José Luis Zubizarreta-ElCorreo

  • Resulta en extremo difícil de admitir que una búsqueda sincera de concordia haya podido conducir irremisiblemente a un nivel tan alto de discordia

Tras permanecer sofocada durante un tiempo la deflagración que produjo su aprobación en el Congreso, la ley de amnistía la ha reactivado al ser devuelta por el Senado y levantarse el veto por el que había quedado suspendida en una pausa injustificadamente larga.

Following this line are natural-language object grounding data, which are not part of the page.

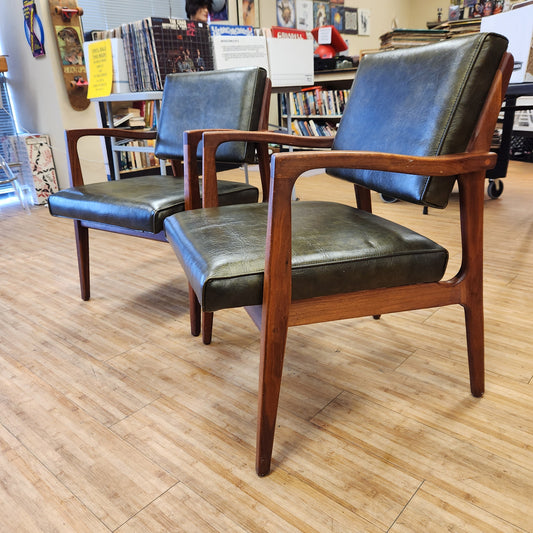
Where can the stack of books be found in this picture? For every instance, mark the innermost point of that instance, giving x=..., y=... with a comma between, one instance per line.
x=128, y=116
x=401, y=38
x=155, y=47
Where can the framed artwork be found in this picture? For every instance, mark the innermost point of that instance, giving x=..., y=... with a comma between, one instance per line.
x=286, y=13
x=320, y=14
x=220, y=10
x=337, y=16
x=364, y=21
x=247, y=17
x=351, y=20
x=304, y=15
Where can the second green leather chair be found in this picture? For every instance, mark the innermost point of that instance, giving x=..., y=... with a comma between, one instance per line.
x=224, y=99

Como otro Guadiana, fluyó sumergida durante las elecciones autonómicas de Galicia, Euskadi y Cataluña, por temor al efecto perverso que, en los diversos partidos, favorables o contrarios, pudiera causar su mera mención, y se ha puesto de nuevo en marcha para emprender una incierta andadura que la lleve a adquirir, además de su actual vigencia, plena efectividad. Queda, en efecto, ahora su aplicación en manos de fiscales y jueces involucrados en los sumarios del ‘procés’, así como, eventualmente, en las de los tribunales Constitucional y de Justicia de la UE. Y es de temer que el mesurado debate y las ponderadas resoluciones con que estos calmados ámbitos la traten remuevan las turbias aguas en que chapotea la política.

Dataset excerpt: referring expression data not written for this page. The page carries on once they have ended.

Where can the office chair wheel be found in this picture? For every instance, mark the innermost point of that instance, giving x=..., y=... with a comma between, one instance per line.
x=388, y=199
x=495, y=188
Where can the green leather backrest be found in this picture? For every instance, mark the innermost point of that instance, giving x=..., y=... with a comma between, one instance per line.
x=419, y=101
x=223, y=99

Por de pronto, la propia campaña en que ésta se halla inmersa para los comicios europeos está ya viéndose perturbada por este nuevo tema que se ha añadido a los ya manidos de la supuesta corrupción de «la Moncloa y su entorno» y la presunta «fascistización» de la derecha, sea extrema o moderada. E ingenuo sería pensar que el debate político sobre este nuevo asunto vaya a adoptar la misma ponderación y mesura con que se conducirá la conversación judicial. Más realista es temer que los poderes que uno y otra representan sigan la senda que a cada uno le es propia. El debate político, la del «fango»; la conversación judicial, la ajustada a razón, si bien, visto cómo están de agitados los ánimos en ambos ambientes, el riesgo de contaminación no será fácil de evitar. Grave sería, por cierto, aunque no improbable, que el debate bronco, borde y estéril de la política prevaleciera sobre la serena conversación judicial que podría reconducirlo a la cordura perdida.

Sea esto lo que fuere -y lo prudente es temer siempre lo peor-, lo absurdo sería plantear la pelea electoral, como desde ambos polos políticos se hace, en términos de plebiscito entre dos opciones opuestas, cuando la previsiblemente baja participación que arrojan de costumbre los comicios europeos en absoluto podrá reflejar el sentir general de un electorado en gran medida ausente. Tal planteamiento sólo está logrando que la campaña se desentienda de todo lo que tiene que ver con lo que las elecciones europeas persiguen para nuestro incierto futuro y se convierta en la repetición virtual y falsaria de las que preceden a unas generales, cuyos resultados, en este caso concreto, ni por asomo dirán cuáles son las preferencias reales del electorado respecto de los asuntos nacionales.

Así, al margen de cuáles sean los resultados que arrojen estas elecciones, la legislatura no sólo seguirá empantanada en las ya conocidas desavenencias entre los socios del Gobierno y entre los aliados que lo apoyan, sino que se verá además agriamente enfrentada entre el Ejecutivo y la oposición por la definitiva vigencia de la ley en cuestión y los avatares que la esperan en su recorrido. Se contarán, entre éstos, algunos tan sensibles y conflictivos como el retorno del prófugo Puigdemont, con su efecto revitalizador de las exigencias soberanistas y la puesta en duda de la constitución del Gobierno catalán y la continuidad del español, el goteo de dilatorias cuestiones prejudiciales interpuestas por diversos tribunales, la larga y variada serie de resoluciones que los jueces emitan y que, por discordantes entre sí, estarán abiertas a contradicción y, como guinda final y fatal, la exacerbación del enfrentamiento entre poderes constitucionales que, al mostrar sus discrepancias en el abordaje y solución de cuestiones tan sensibles, amenazarán con desestabilizar el sistema que se instauró en 1978. Y a cada avatar le seguirá una nueva trifulca. Nunca una sincera búsqueda de la concordia habría conducido a tanta y tan grave discordia.

Creer que la disolución de las Cámaras y la convocatoria de elecciones es la mejor salida al impasse en que la política se halla empantanada sólo sería un ejercicio de frustrante buenismo. La polarización ha penetrado hasta tal punto en el tejido político, que se ha hecho a corto o incluso medio plazo irreversible y no permite albergar esperanza alguna de que el recurso electoral sea capaz de desenmarañar el enredo en que aquél se encuentra atrapado. La agria sesión parlamentaria del jueves fue sólo un anticipo de lo que se avecina.